Saturday, 2 January 2010

The Kids Play Russian

It begins with a question. Why does the West want to invade Russia? The response: because it is the home of fiction, and the West has run out of stories to tell. In The Kids Play Russian (Les enfants jouent à la Russie, 1993), several voices of discussion are channelled through the director Jean-Luc Godard's typically formalist stylisations in order to create an examination into this particular dilemma, establishing what the screen-titles announce as an "experiment in literary investigation", where the filmmaker constructs various fictional scenarios around the iconography of classic Russian literature, in an attempt to define the birth of fiction, and in the process, the birth of cinema. To achieve this, Godard creates a film that is part detective thriller, part video essay; where the staggeringly apocalyptic declaration, that the future is "at stake", establishes a sense of foreboding more befitting a Hollywood disaster movie than the kind of films Godard is best known for. However, The Kids Play Russian is in many ways as much a disaster-movie as anything produced by Irwin Allen; a film where not only is the future at stake, but where Europe has been condemned to death.
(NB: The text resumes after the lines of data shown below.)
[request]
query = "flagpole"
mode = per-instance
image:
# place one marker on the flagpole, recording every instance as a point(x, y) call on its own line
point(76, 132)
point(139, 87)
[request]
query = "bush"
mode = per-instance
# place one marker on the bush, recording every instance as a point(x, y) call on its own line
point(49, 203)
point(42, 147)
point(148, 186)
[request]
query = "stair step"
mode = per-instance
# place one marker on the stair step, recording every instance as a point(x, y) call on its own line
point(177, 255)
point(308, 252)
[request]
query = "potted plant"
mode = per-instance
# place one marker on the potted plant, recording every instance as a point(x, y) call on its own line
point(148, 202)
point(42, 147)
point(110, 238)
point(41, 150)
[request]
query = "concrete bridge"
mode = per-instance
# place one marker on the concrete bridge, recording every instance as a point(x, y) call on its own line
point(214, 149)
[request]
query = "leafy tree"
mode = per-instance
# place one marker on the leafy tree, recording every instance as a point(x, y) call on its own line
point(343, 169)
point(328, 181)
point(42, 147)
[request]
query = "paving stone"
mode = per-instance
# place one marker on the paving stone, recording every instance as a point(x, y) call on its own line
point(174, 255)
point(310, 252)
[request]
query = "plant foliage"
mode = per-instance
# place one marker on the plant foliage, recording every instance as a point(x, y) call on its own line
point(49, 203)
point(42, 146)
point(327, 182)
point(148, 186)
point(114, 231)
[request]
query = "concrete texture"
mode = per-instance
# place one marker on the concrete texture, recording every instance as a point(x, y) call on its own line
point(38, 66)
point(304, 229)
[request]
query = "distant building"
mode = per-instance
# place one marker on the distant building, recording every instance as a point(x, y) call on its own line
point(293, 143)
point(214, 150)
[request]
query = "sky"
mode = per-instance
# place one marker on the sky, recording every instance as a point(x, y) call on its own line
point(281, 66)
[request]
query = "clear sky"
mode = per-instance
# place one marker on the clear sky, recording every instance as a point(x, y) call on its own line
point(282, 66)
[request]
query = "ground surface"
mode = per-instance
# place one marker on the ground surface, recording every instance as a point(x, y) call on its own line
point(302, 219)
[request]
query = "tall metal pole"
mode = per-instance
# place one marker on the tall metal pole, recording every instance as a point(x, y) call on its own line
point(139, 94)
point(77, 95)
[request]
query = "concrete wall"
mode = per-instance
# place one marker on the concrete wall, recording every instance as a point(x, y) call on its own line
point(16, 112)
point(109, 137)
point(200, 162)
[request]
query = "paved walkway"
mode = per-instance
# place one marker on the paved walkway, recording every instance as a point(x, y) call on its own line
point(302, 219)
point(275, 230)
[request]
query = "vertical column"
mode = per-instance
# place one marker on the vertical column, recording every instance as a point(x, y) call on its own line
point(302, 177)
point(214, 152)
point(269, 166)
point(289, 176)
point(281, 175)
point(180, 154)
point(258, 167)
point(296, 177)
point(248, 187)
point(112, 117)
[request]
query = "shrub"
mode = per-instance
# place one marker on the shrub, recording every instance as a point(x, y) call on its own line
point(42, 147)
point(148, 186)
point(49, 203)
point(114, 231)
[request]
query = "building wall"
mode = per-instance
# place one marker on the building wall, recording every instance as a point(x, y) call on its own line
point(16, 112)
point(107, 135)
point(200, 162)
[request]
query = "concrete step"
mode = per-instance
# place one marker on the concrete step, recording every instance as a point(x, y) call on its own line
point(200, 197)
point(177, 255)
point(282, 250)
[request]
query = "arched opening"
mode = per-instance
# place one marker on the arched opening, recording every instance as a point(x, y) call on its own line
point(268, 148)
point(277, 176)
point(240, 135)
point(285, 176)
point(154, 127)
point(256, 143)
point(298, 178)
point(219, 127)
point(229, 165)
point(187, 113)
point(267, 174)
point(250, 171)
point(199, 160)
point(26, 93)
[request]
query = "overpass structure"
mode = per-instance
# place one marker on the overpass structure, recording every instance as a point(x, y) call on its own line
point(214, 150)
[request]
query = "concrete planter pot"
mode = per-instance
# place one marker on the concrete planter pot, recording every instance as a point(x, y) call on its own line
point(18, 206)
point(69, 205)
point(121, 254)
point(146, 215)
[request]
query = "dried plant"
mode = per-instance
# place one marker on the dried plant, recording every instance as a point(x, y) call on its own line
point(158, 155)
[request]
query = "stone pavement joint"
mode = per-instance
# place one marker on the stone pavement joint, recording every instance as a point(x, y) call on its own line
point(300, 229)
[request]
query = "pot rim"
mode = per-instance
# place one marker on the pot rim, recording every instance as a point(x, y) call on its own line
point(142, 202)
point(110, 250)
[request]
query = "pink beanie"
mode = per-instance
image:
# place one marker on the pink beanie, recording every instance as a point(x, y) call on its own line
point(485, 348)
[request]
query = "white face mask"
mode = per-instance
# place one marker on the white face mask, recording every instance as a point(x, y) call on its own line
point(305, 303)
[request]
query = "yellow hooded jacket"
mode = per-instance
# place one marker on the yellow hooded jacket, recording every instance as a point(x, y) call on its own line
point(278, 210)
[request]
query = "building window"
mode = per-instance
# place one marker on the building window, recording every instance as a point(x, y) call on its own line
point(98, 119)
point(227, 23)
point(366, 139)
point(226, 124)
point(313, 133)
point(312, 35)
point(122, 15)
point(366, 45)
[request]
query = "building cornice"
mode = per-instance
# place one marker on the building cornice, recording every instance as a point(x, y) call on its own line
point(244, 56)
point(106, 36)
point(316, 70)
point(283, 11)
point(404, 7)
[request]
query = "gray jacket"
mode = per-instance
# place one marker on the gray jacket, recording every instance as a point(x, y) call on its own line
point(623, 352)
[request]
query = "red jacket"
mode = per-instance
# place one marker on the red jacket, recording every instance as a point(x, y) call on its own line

"One has to speak of Europe", Godard says, "and of Dostoyevsky", and through his typically inscrutable combination of images and text, establishes a particular tone of remorseful longing for a vanishing world - "Insulted and Humiliated" as it were - in which the basic form of the film is confabulated by Godard's editing into becoming a fictionalised dramatisation of a metaphorical "event" presented as an actuality. Like much of Godard's work of this mid-to-late period, most clearly defined in his on-going video serial Histoire(s) du cinema (History of Cinema/Stories of Cinema, 1988-1998), The Kids Play Russian is not necessarily a film about, but a film on; presenting its various ideas and ruminations - which are sometimes obvious, other times obscure - through a combination of stock-footage, direct quotation and Godard's own dramatic recreations, which for much of the film consist largely of actors sitting around tables reading entire passages from books.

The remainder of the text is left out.